A young pilot whale was tied to a dock by its tail at a Jamaican resort. Maris talked to the owner of the resort, and by using the threat of exposure on Facebook, the young whale was freed.
"The Internet gives you leverage, something we never really had before."
Singing for Vaquita
Two kindergarden teachers wrote the following words for a vaquita song, sung to Frére Jacques, for their classes. They stress the importance of saving the critically endangered vaquita.

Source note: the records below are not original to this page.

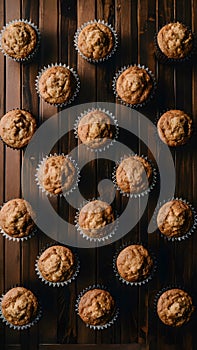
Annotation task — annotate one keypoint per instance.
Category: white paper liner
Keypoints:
(137, 283)
(34, 52)
(115, 36)
(103, 237)
(74, 185)
(75, 93)
(187, 234)
(152, 92)
(115, 313)
(62, 283)
(23, 327)
(108, 142)
(140, 194)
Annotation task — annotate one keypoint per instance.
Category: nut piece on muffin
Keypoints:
(19, 40)
(134, 174)
(96, 307)
(174, 127)
(56, 174)
(95, 129)
(16, 218)
(17, 128)
(175, 218)
(134, 263)
(95, 217)
(95, 41)
(56, 264)
(175, 40)
(175, 307)
(19, 306)
(134, 85)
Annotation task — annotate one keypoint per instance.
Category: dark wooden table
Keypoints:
(136, 22)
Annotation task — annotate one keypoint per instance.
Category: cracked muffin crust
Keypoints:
(134, 85)
(175, 40)
(134, 263)
(174, 307)
(134, 174)
(95, 128)
(96, 307)
(57, 84)
(17, 128)
(19, 306)
(15, 218)
(19, 39)
(174, 127)
(56, 174)
(95, 41)
(56, 264)
(175, 218)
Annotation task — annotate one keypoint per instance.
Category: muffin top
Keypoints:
(96, 307)
(134, 174)
(19, 306)
(175, 218)
(174, 307)
(175, 40)
(15, 218)
(134, 85)
(95, 41)
(17, 128)
(56, 264)
(134, 263)
(174, 127)
(57, 174)
(19, 40)
(56, 85)
(95, 128)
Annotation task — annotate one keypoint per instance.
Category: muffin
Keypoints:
(174, 127)
(19, 39)
(19, 306)
(134, 85)
(95, 41)
(175, 218)
(174, 307)
(56, 264)
(94, 218)
(17, 128)
(56, 174)
(134, 263)
(95, 129)
(57, 84)
(16, 218)
(175, 40)
(134, 175)
(96, 307)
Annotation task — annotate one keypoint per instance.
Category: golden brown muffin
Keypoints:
(175, 218)
(174, 127)
(17, 128)
(19, 306)
(175, 307)
(134, 85)
(57, 174)
(56, 85)
(134, 174)
(56, 264)
(19, 40)
(175, 40)
(95, 129)
(95, 41)
(96, 307)
(134, 263)
(16, 218)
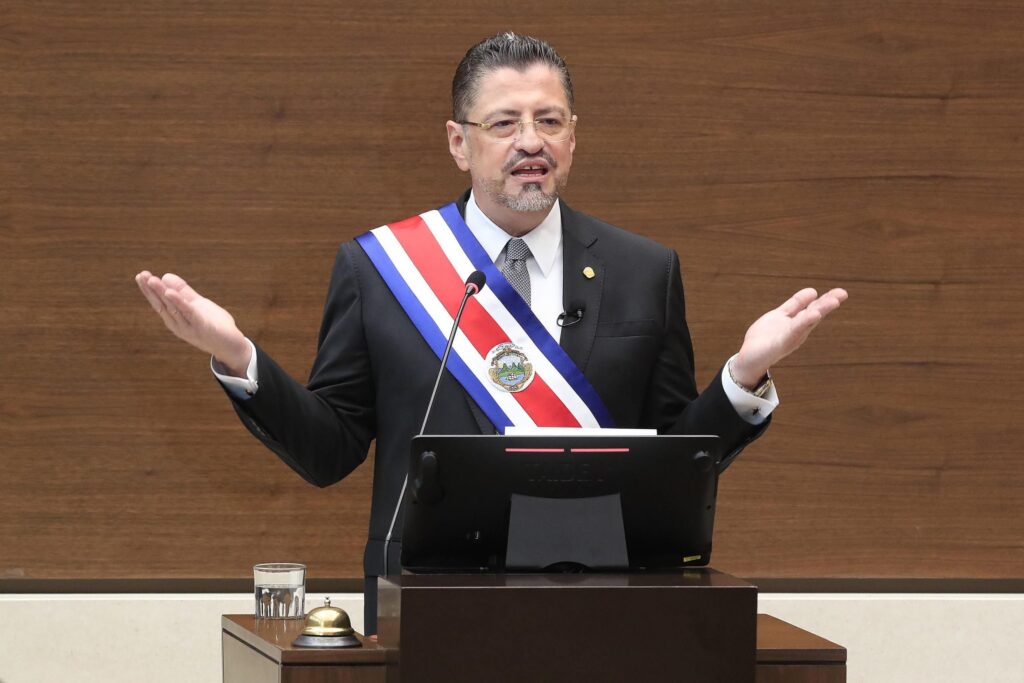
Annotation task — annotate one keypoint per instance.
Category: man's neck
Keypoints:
(516, 223)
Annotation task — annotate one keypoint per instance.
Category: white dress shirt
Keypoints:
(545, 267)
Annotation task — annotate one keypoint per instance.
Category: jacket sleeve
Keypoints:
(322, 430)
(673, 402)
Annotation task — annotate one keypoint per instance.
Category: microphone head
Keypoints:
(476, 280)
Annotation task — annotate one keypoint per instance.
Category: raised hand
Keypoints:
(197, 319)
(780, 332)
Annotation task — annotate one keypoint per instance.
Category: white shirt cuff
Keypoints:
(750, 408)
(242, 388)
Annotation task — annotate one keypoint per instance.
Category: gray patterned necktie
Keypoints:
(516, 253)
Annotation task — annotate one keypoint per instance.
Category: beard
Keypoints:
(530, 197)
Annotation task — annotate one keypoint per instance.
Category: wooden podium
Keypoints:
(698, 625)
(695, 625)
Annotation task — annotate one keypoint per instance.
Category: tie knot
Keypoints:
(516, 250)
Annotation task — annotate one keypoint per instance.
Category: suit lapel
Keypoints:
(579, 291)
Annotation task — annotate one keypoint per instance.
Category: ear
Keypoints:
(458, 144)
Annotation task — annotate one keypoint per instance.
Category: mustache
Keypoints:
(522, 156)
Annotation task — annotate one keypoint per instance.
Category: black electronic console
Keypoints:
(559, 503)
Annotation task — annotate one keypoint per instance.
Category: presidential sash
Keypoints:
(502, 355)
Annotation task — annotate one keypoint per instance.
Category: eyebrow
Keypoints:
(540, 112)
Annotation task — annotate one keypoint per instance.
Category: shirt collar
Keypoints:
(543, 241)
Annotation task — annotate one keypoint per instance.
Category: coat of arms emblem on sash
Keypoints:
(510, 369)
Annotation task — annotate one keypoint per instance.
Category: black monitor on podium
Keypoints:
(543, 503)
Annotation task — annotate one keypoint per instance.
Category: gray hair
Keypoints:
(505, 49)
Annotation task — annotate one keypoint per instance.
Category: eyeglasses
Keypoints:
(550, 128)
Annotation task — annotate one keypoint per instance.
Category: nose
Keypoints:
(527, 139)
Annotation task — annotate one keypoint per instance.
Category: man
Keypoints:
(597, 311)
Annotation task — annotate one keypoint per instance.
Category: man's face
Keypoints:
(524, 172)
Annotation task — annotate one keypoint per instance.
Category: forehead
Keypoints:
(509, 89)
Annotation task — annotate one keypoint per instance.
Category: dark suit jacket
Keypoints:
(373, 373)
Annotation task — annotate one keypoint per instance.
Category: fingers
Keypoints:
(799, 301)
(178, 285)
(142, 280)
(829, 301)
(169, 303)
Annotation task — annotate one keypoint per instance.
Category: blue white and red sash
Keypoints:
(503, 356)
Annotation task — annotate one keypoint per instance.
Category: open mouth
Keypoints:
(530, 172)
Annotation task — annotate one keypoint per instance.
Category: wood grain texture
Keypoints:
(875, 145)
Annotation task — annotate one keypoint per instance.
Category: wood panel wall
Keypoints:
(870, 144)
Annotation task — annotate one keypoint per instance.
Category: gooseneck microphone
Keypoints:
(474, 284)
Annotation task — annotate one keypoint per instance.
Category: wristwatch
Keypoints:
(760, 390)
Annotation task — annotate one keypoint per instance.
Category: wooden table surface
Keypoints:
(777, 642)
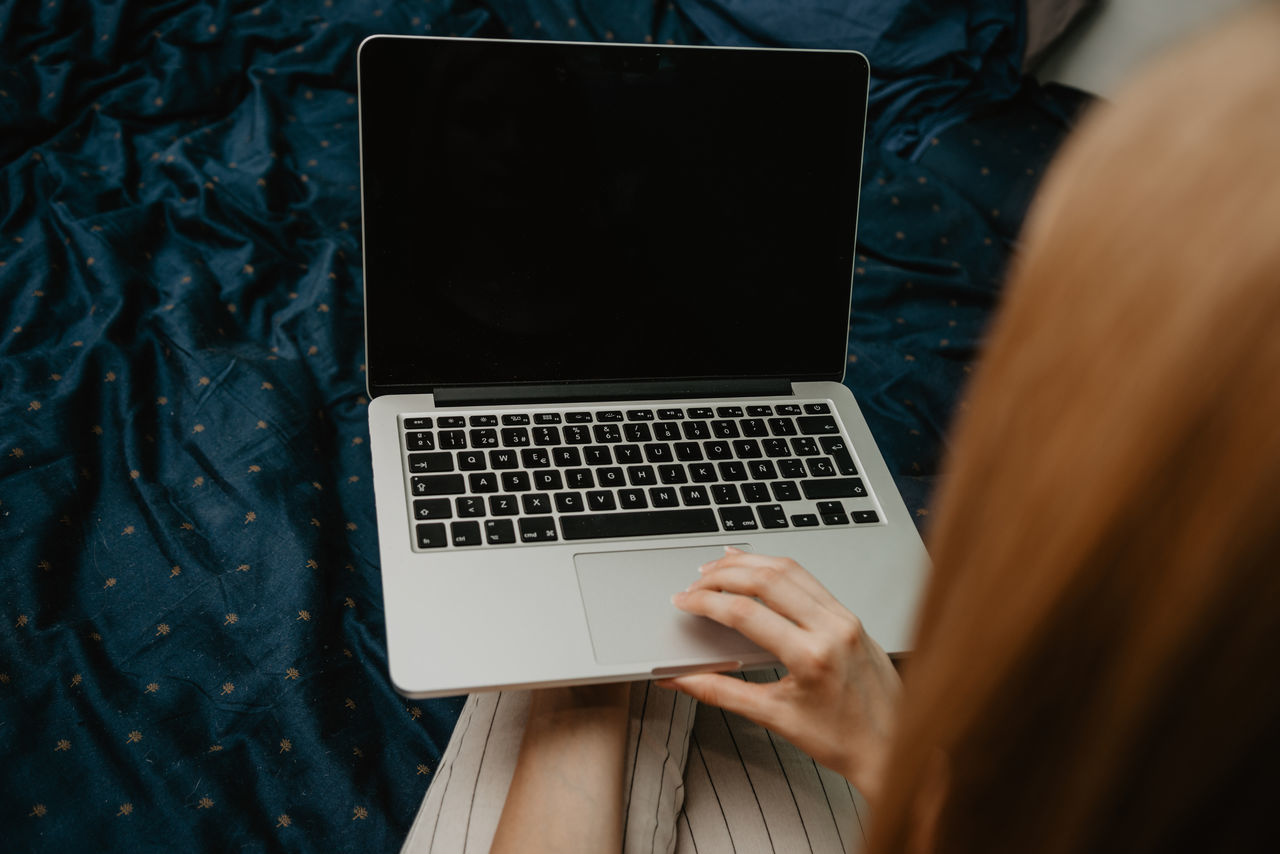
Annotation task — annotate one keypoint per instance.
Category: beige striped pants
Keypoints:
(696, 779)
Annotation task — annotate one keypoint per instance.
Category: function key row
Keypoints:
(606, 416)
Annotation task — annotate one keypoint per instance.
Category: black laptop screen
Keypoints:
(542, 213)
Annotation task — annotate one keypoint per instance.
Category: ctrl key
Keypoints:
(432, 535)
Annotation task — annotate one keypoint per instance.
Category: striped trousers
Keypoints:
(696, 779)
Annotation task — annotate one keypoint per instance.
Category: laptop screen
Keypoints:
(548, 213)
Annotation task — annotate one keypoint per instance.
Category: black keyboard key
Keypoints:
(516, 482)
(419, 442)
(607, 433)
(600, 499)
(726, 494)
(465, 533)
(695, 430)
(536, 503)
(548, 479)
(641, 475)
(631, 499)
(640, 524)
(664, 497)
(426, 508)
(609, 476)
(432, 535)
(535, 457)
(499, 531)
(470, 506)
(598, 455)
(566, 456)
(839, 451)
(627, 455)
(725, 429)
(833, 488)
(452, 439)
(472, 460)
(666, 432)
(818, 425)
(791, 469)
(689, 451)
(694, 496)
(503, 459)
(579, 479)
(772, 516)
(804, 446)
(785, 491)
(483, 482)
(782, 427)
(737, 519)
(437, 484)
(636, 433)
(538, 530)
(821, 467)
(484, 438)
(570, 502)
(503, 506)
(515, 437)
(702, 473)
(672, 474)
(776, 448)
(425, 464)
(658, 453)
(544, 435)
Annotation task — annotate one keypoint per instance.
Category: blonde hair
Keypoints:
(1096, 647)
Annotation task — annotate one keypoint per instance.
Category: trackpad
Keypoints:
(629, 611)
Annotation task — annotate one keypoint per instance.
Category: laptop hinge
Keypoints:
(570, 392)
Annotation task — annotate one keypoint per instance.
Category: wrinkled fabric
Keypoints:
(191, 626)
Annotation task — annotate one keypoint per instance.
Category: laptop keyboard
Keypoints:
(489, 479)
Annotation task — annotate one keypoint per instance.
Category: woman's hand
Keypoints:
(839, 700)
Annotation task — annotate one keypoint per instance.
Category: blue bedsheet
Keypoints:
(191, 633)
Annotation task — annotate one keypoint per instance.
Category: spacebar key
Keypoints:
(639, 524)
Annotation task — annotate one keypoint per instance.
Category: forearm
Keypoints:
(566, 794)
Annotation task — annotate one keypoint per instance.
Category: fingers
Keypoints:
(749, 699)
(767, 562)
(741, 612)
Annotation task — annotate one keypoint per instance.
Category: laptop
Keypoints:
(607, 293)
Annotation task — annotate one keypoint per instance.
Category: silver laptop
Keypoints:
(607, 293)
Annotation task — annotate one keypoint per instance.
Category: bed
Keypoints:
(191, 634)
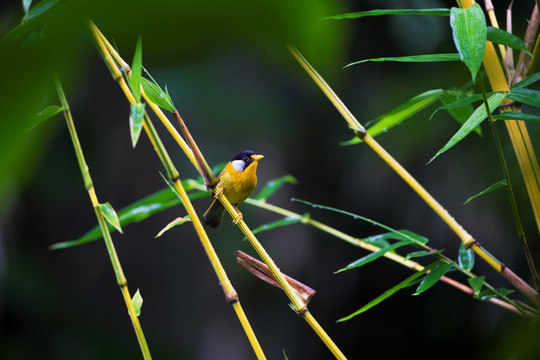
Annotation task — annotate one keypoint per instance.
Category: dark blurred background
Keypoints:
(237, 87)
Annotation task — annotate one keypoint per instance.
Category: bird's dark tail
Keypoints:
(212, 217)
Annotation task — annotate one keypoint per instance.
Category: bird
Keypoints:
(237, 181)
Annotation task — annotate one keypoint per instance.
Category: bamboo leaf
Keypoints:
(413, 58)
(531, 79)
(404, 111)
(286, 221)
(379, 12)
(274, 185)
(465, 257)
(405, 283)
(138, 211)
(525, 96)
(136, 117)
(470, 35)
(136, 71)
(422, 253)
(110, 215)
(505, 38)
(137, 301)
(516, 115)
(374, 256)
(472, 122)
(157, 95)
(39, 9)
(175, 222)
(495, 186)
(459, 111)
(433, 276)
(476, 284)
(43, 116)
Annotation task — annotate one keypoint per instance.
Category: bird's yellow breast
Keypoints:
(238, 185)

Their classroom has adopted several Save The Vaquita kits.
(Tune of Frére Jacques)
Small and shy, hard to spy
You're from Mexico,
don't you know
Please don't go,
Please don't go.
Small and rare, It's not fair
That you're disappearing,
Extinction is nearing.
Please don't go,
Please don't go.
©2014 Noelle Carter & Susan Stoll
Auburn Discovery Montessori School
Major Whale Fossil Site Found
More than 40 skeletons, most of them baleen whales, were found across a small area in four distinct areas along the Pan-American Highway in Chile.
Workers building the highway discovered the fossils and called a nearby museum.
The finding suggests four separate mass strandings over a 10,000 year period.
The discovery has turned out to be one of the most amazing marine mammal fossil sites on the planet.